MoSi_(2)N_(4)的本征点缺陷以及掺杂特性的第一性原理计算

First-principles calculation of intrinsic point defects and doping performance of MoSi_(2)N_(4)

新兴二维材料MoSi_(2)N_(4)因其卓越的半导体性能,包括出色的环境稳定性和高载流子迁移率而受到相当多的关注.然而,半导体中的本征缺陷往往不可避免并且会显著影响器件性能.本文使用密度泛函理论计算并分析了MoSi_(2)N_(4)中本征点缺陷的性质及其产生的影响.首先确认了该材料物理性质与目前实验数据的一致性,之后通过计算12种本征缺陷的形成能,发现钼替硅型反位缺陷(Mo_(Si))在所有本征缺陷中占主导地位.在整体电荷保持中性的约束条件下,通过自洽费米能级计算,本文发现仅仅引入本征缺陷的MoSi_(2)N_(4)会表现出本征特征,这体现了其作为半导体器件材料的潜力,然而该本征性质与在生长过程中观察到的二维MoSi_(2)N_(4)的p型特征相矛盾.而在后来的缺陷浓度计算中,发现对于MoSi_(2)N_(4)用适当的杂质进行掺杂,可以实现n型和p型半导体特征,且本征缺陷的补偿效应很弱.这表明在生长过程中MoSi_(2)N_(4)的p型特征可能是由于非平衡生长条件下引入的杂质或硅空位缺陷造成的.本工作不仅展示了MoSi_(2)N_(4)在半导体器件应用上的潜力,还为未来该材料缺陷机理的研究提供了数据支撑.

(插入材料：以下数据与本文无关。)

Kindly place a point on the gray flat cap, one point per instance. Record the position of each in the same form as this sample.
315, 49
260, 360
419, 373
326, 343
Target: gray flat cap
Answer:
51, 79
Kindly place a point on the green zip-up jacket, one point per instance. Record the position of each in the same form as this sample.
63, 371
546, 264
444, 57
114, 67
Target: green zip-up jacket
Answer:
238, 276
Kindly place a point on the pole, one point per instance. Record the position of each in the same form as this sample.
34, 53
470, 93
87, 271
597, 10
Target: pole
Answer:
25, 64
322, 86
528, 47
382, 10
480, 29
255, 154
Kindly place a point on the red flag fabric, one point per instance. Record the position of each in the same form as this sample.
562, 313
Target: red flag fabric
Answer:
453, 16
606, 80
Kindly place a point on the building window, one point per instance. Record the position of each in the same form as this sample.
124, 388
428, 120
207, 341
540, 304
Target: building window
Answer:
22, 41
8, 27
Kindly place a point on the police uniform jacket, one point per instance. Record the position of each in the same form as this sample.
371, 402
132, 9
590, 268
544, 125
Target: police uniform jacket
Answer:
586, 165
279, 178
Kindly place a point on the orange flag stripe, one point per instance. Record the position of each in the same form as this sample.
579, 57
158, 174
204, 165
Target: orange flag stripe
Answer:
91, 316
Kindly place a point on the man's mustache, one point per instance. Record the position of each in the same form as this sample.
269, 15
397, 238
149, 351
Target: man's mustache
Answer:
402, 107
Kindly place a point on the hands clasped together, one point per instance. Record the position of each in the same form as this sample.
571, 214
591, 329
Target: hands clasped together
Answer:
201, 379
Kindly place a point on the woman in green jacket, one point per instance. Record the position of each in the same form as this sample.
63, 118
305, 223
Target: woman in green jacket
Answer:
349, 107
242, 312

MoSi_(2)N_(4) is an emergent two-dimensional(2D)material,which has received much attention because of its excellent performance over semiconductors,including excellent environmental stability and high carrier mobility.However,the formation of intrinsic defects in semiconductors is often inevitable and can significantly affect device performance.By using density functional theory(DFT),we analyze the properties and effects of intrinsic point defects in MoSi_(2)N_(4).We first confirm the consistency of our results with current experimental data.After that,the formation energy values of twelve native defects reveal that the antisite defect of molybdenum substituting for silicon(Mo_(Si))defect dominates in all intrinsic defects.Under the constraint of overall charge neutrality,self-consistent Fermi level calculations reveal that MoSi_(2)N_(4) with only intrinsic defects exhibits intrinsic characteristics,highlighting its potential as a semiconductor device material.However,this intrinsic nature contradicts the p-type characteristics observed in two-dimensional MoSi_(2)N_(4).In the subsequent defect concentrations,we find that both n-type and p-type behavior can be easily realized by doping appropriate impurities without being compensated by native defects.This suggests that the p-type characteristics of MoSi_(2)N_(4) during growth may result from p-type impurities introduced under non-equilibrium growth conditions or silicon vacancy defects.Our findings not only demonstrate the potential applications of MoSi_(2)N_(4) in semiconductor devices but also provide valuable guidance for future studying the defect mechanisms of this material.